Secondary Payor Doesn’t Recognize Consultations
We have a patient with 2 commercial payers (BCBS and Cigna). A consultation code was submitted to BCBS, and they paid according to our contract. However, Cigna is refusing to process the claim since they no longer pay for consult codes. Am I allowed to change the CPT code and rebill Cigna? Or would I need to change the CPT, refile to the primary as a corrected claim, then send the balance on to Cigna?
Question:
We have a patient with 2 commercial payers (BCBS and Cigna). A consultation code was submitted to BCBS, and they paid according to our contract. However, Cigna is refusing to process the claim since they no longer pay for consult codes. Am I allowed to change the CPT code and rebill Cigna? Or would I need to change the CPT, refile to the primary as a corrected claim, then send the balance on to Cigna?
Answer:
We suggest calling CIGNA and ask how they want this handled according to their policies. WithMedicareyou have two options: (1) bill the appropriate category and level of service documented (e.g., for outpatient consults [99202-99215] or inpatient consults [99221-99223]) or (2) bill the consultation code, which will result in a denial of payment from Medicare and appeal on paper explaining the situation.
E&M Coding Based on Time
Our physicians default to time for almost every office encounter. We are working with them on documentation and what work contributes to total time and what does not. They perform their own independent interpretation of X-Rays (we bill globally), perform injections, and reduce fractures in the office. They are counting the total time spent with the patient, including these activities and we do not believe that is correct. Can you help?
Question:
Our physicians default to time for almost every office encounter. We are working with them on documentation and what work contributes to total time and what does not. They perform their own independent interpretation of X-Rays (we bill globally), perform injections, and reduce fractures in the office. They are counting the total time spent with the patient, including these activities and we do not believe that is correct. Can you help?
Answer:
Thank you for your inquiry. We will not address the default to time for almost every encounter other than to say medical necessity must be present for time spent.

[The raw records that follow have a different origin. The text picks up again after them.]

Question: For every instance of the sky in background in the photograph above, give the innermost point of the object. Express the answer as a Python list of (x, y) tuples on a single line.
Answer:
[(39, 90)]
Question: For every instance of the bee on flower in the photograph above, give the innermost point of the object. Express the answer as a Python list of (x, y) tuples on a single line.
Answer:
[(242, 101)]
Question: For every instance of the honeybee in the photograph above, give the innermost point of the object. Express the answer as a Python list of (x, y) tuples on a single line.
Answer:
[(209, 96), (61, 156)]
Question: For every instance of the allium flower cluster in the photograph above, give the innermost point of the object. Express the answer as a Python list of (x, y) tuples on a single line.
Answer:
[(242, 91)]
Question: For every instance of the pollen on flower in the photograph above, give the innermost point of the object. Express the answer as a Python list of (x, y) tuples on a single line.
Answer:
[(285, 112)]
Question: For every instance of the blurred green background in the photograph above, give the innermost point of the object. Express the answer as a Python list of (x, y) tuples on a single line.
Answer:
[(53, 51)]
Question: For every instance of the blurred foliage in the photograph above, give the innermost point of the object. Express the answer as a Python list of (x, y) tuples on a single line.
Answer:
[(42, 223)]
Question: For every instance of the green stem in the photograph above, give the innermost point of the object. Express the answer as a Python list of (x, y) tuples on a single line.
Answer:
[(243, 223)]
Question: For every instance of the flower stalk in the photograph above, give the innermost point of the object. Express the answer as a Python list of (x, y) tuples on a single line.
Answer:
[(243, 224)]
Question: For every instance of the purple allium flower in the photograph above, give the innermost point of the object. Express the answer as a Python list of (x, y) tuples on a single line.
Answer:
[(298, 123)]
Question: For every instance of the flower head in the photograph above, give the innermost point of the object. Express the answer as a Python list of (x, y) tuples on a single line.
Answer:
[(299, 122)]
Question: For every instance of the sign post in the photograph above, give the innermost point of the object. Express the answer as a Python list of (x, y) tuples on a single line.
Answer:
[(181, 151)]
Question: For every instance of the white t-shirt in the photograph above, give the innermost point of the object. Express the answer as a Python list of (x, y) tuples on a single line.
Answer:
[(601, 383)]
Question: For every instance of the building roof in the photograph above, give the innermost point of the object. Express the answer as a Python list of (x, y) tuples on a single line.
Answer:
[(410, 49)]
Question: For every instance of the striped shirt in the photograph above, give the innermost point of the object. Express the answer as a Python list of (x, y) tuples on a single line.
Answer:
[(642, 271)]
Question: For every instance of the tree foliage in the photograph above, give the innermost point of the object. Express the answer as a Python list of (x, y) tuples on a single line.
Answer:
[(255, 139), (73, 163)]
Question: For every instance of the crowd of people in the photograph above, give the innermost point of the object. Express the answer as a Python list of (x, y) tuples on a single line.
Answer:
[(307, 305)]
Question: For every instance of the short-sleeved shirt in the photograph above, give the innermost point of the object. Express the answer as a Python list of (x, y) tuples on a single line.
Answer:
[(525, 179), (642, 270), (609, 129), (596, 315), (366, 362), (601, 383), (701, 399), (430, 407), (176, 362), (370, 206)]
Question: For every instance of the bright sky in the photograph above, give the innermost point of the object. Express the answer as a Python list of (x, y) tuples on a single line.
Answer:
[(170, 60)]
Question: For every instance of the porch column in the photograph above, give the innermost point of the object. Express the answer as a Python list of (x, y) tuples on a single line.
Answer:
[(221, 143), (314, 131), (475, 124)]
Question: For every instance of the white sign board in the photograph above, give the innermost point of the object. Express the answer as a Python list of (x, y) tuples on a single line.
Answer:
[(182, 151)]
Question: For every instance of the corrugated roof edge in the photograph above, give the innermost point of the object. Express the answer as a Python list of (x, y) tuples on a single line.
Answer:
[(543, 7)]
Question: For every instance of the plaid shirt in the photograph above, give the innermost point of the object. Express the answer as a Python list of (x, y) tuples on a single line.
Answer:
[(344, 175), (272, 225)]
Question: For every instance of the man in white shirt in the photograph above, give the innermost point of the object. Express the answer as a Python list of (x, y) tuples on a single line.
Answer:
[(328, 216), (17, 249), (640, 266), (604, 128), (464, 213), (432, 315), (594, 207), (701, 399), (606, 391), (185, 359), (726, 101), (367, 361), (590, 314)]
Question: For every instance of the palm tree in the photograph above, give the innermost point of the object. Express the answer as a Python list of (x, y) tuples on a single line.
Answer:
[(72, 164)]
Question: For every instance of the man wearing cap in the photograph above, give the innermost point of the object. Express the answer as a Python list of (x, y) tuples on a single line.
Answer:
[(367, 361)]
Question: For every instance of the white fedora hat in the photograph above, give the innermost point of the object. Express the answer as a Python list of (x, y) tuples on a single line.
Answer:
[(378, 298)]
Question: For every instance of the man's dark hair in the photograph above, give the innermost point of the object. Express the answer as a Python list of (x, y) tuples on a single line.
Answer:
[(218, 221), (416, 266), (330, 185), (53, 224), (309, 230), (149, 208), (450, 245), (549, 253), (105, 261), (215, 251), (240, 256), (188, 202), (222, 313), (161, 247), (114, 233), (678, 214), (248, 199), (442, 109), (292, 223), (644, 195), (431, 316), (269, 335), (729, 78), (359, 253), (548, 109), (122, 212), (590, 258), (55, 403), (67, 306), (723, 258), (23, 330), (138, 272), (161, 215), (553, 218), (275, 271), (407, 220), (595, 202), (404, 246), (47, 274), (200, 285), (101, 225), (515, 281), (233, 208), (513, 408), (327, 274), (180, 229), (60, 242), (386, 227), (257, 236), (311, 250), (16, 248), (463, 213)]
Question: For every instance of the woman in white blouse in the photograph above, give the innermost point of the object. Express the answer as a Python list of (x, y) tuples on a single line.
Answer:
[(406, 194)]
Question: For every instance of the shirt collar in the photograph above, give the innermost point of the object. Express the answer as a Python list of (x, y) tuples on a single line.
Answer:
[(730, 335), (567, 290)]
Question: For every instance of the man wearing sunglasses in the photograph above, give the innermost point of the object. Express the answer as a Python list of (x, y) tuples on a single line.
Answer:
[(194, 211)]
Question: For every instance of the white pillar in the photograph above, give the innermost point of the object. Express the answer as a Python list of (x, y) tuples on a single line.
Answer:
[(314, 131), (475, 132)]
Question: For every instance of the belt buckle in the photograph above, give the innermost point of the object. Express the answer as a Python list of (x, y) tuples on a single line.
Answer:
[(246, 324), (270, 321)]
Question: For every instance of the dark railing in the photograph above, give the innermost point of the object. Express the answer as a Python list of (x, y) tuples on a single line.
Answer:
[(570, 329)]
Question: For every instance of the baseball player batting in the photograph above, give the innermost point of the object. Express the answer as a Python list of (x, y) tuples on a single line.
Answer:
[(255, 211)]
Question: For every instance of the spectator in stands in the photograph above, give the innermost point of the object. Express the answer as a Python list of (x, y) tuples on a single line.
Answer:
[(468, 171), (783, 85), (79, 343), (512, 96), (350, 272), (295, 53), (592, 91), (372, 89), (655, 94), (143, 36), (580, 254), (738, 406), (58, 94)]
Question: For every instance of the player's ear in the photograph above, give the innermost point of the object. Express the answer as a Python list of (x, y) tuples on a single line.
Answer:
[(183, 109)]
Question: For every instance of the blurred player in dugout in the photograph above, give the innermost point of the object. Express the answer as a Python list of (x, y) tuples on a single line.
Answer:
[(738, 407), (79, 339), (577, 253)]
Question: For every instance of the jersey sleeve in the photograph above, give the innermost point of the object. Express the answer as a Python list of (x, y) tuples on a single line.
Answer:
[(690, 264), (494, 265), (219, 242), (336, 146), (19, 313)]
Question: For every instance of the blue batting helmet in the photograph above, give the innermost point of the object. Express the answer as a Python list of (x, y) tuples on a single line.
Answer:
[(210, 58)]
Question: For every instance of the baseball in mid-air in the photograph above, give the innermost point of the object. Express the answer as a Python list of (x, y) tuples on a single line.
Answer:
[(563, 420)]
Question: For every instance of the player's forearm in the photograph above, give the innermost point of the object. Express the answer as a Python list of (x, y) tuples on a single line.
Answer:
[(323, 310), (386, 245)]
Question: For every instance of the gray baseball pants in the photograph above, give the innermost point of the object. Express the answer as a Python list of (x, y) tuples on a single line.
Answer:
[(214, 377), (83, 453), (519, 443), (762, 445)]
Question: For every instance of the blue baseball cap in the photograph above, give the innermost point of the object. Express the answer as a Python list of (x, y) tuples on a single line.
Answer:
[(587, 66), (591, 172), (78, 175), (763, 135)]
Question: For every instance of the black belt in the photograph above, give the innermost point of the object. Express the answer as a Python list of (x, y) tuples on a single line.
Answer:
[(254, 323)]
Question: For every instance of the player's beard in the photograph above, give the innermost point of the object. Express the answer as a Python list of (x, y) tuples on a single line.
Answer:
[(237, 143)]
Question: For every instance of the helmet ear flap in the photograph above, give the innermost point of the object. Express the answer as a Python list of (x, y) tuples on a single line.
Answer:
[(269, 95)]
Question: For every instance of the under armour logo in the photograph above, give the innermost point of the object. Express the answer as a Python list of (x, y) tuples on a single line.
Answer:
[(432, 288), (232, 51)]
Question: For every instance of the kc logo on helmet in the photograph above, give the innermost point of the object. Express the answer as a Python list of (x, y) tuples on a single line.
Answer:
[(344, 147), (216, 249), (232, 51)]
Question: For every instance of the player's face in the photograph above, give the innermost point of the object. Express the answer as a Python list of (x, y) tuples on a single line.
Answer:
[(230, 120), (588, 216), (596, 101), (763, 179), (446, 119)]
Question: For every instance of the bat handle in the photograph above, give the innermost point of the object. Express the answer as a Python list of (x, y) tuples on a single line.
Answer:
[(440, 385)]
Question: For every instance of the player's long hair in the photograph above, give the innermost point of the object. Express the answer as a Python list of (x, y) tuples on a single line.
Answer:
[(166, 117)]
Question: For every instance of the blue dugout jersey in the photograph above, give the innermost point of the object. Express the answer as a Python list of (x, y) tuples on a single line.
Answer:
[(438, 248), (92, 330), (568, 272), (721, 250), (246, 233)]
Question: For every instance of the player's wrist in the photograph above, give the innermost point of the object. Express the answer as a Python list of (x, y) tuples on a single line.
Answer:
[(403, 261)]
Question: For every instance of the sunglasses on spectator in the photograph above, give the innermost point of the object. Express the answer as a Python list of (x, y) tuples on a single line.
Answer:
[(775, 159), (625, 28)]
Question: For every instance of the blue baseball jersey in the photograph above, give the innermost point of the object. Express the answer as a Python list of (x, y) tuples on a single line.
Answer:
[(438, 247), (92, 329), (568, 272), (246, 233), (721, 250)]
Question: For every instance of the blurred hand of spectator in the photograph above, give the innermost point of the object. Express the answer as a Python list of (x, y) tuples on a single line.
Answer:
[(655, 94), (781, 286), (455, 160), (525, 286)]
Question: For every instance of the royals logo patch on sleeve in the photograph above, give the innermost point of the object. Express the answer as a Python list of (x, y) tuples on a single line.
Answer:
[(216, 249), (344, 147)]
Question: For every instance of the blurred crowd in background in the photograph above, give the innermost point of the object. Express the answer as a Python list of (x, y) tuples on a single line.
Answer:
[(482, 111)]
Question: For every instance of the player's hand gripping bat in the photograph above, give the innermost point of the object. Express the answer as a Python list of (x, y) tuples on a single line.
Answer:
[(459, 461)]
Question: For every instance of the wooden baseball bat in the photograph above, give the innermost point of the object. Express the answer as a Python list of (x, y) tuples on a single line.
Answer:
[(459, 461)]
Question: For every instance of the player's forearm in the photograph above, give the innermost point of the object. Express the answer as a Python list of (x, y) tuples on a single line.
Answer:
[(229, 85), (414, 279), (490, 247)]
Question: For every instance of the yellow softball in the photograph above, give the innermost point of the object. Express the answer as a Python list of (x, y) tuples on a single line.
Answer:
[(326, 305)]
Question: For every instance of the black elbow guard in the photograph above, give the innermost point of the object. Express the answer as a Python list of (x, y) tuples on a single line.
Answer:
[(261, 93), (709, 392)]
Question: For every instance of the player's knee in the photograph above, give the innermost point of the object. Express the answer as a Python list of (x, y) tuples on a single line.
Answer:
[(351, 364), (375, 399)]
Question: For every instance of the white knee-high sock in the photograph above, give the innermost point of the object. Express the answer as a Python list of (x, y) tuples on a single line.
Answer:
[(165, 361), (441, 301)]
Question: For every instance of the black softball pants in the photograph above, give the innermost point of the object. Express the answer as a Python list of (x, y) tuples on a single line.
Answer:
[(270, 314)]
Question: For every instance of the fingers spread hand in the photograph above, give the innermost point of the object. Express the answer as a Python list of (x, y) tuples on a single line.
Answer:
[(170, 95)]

With that said, the activities you identify, because they are billable services represented by other CPT codes (aka are separately reported), do not contribute to the total time spent; this time must be deducted from the total time, assuming the E&M service is reportable.
SI Joint Injection
What CPT code do we use when our physician performs an SI joint injection using ultrasound guidance? CPT code 27096 states with fluoroscopy or CT guidance.
Question:
What CPT code do we use when our physician performs an SI joint injection using ultrasound guidance? CPT code 27096 states with fluoroscopy or CT guidance.
Answer:
CPT instructs to report CPT code 20552 for unilateral or bilateral SI joint injections if CT or Fluoroscopic imaging is not used. CPT code 76942, for the ultrasound guidance, may be reported if the documentation requirements are met.